Students seem to fall into the same pattern every Fall semester. We bound back after a long summer vacation, work hard and party even harder, use our fall break to do anything but relax and bam—first week of November and we’ve hit a major wall.

It is around the same time of year we desperately try to avoid pallid students hacking up a lung on the plaza while seeing the opinion pages of The Chronicle are slowly consumed by columns focused on anxiety and stress. We don’t even have time to focus on the most exciting part of the sports calendar, where we usher in a new college basketball season as football ramps up. Suffice it to say, November may be the toughest month of the year—if it weren’t for Thanksgiving.

The glorious thing about the countless hours in the library studying under fluorescent lighting and turning in more assignments than you thought imaginable is the sheer miracle that is surviving. We drag our limp and mentally anguished selves back home and are welcomed back with occasionally smothering amounts of attention and five glorious days of not thinking about Duke. And then there is the famed holiday itself.

Ah, the three F’s of Thanksgiving—food, family and football.

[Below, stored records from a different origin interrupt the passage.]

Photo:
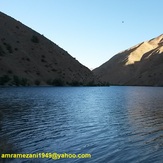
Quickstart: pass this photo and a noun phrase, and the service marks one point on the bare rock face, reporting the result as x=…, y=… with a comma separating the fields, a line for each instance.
x=140, y=65
x=28, y=58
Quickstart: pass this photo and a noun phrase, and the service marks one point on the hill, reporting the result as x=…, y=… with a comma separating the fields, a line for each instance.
x=29, y=58
x=140, y=65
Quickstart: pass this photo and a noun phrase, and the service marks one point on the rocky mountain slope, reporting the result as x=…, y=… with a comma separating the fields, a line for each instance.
x=139, y=65
x=28, y=58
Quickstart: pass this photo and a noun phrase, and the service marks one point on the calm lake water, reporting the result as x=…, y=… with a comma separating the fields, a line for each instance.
x=113, y=124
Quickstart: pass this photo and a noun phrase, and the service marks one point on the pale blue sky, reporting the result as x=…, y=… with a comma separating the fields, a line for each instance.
x=90, y=30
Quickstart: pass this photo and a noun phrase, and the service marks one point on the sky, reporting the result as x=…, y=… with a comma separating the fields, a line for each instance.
x=92, y=31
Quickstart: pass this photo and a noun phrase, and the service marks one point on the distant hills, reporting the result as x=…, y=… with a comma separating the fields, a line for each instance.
x=28, y=58
x=141, y=65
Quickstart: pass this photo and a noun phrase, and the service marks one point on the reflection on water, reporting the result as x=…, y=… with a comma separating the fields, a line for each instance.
x=113, y=124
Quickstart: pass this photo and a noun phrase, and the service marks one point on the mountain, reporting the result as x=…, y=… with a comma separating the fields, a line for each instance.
x=140, y=65
x=28, y=58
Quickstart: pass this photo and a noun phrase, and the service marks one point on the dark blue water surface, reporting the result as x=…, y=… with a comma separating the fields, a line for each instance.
x=113, y=124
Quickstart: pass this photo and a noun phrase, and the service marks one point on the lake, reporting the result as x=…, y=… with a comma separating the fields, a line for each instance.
x=113, y=124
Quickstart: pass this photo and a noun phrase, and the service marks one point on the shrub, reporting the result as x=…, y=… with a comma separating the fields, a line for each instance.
x=35, y=39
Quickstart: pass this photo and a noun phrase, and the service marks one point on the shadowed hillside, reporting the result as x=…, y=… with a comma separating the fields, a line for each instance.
x=139, y=65
x=28, y=58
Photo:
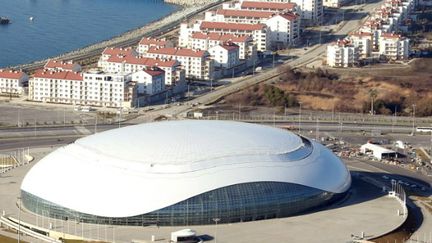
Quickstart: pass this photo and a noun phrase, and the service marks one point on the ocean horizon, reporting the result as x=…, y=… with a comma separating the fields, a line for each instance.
x=61, y=26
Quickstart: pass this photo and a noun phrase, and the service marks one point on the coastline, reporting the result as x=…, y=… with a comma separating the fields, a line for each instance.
x=185, y=9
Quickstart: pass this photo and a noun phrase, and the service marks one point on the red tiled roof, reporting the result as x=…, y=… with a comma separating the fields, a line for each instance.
x=390, y=35
x=342, y=43
x=64, y=75
x=152, y=41
x=10, y=74
x=59, y=64
x=268, y=5
x=361, y=34
x=154, y=72
x=145, y=61
x=289, y=16
x=244, y=13
x=231, y=26
x=172, y=51
x=229, y=46
x=117, y=51
x=221, y=37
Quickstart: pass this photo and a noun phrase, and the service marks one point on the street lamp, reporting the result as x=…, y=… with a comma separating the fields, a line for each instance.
x=216, y=220
x=413, y=129
x=300, y=117
x=19, y=219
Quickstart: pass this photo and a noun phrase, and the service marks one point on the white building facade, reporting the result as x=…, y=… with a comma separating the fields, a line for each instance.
x=93, y=88
x=196, y=63
x=12, y=82
x=342, y=54
x=393, y=46
x=225, y=55
x=149, y=81
x=284, y=30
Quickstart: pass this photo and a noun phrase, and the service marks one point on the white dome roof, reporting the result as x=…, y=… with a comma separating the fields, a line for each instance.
x=138, y=169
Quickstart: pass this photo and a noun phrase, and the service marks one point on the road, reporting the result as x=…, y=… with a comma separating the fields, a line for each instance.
x=350, y=24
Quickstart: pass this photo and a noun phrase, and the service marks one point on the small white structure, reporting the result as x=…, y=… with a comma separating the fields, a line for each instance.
x=284, y=29
x=147, y=42
x=378, y=152
x=12, y=82
x=57, y=65
x=393, y=46
x=342, y=54
x=149, y=81
x=363, y=41
x=197, y=63
x=225, y=55
x=183, y=235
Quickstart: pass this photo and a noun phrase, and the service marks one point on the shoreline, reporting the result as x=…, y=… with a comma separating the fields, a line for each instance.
x=128, y=38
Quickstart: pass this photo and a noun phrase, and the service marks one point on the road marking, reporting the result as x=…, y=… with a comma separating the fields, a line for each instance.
x=82, y=130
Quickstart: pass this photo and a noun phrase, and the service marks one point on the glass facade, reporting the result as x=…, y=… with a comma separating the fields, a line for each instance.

Try to find a holiday with a better meal. Don’t waste your time—you can’t. From warm turkey and gravy to stuffing (Dan’s favorite), mashed potatoes (Danielle’s) and cornbread, this coma-inducing spread is for many the inspiration to make it through the three toughest weeks of the academic year. Then there are the desserts—pies and cakes galore, but really just an excuse to eat pumpkin-fied versions of everything imaginable. In our last two years of school, there has only been one week between Thanksgiving and final exams—for many Duke students, this meal serves as the last bit of enjoyment before the hectic end to the semester.

Most family gatherings tend to be at least a little stressful. Put everyone together in one room, make them extra hungry and involve the production of a giant meal? Something is bound to run amok. And although there’s always going to be the fabled Thanksgiving crisis—we’ve seen everything from extreme turkey-carving incidents to mid-meal wardrobe malfunctions—enduring the inevitable chaos is part of what brings families closer in the holiday season. By the time everyone sits down to dinner, they forget the craziness and remember why they all came together.

And just in case you need something to distract you from the family insanity and it isn’t dinnertime yet, Thanksgiving is one of the premier days of the football calendar. By rule, the holiday must begin with a neighborhood football game in the morning. If you’re hungry but still want to save room for the big meal, cook up some buffalo wings around lunchtime for kickoff of Bears-Lions. East Coasters should be sitting down to dinner right after Eagles-Cowboys gets underway and West Coast dinnertime coincides with the start of Seahawks-49ers. Once the tryptophan starts kicking in, you’ll probably think you’ve died and gone to heaven.

Thanksgiving is a holiday that promotes gluttony, induces familial spats and is bookended by lounging in front of a TV watching football—in other words, it’s right up our alley.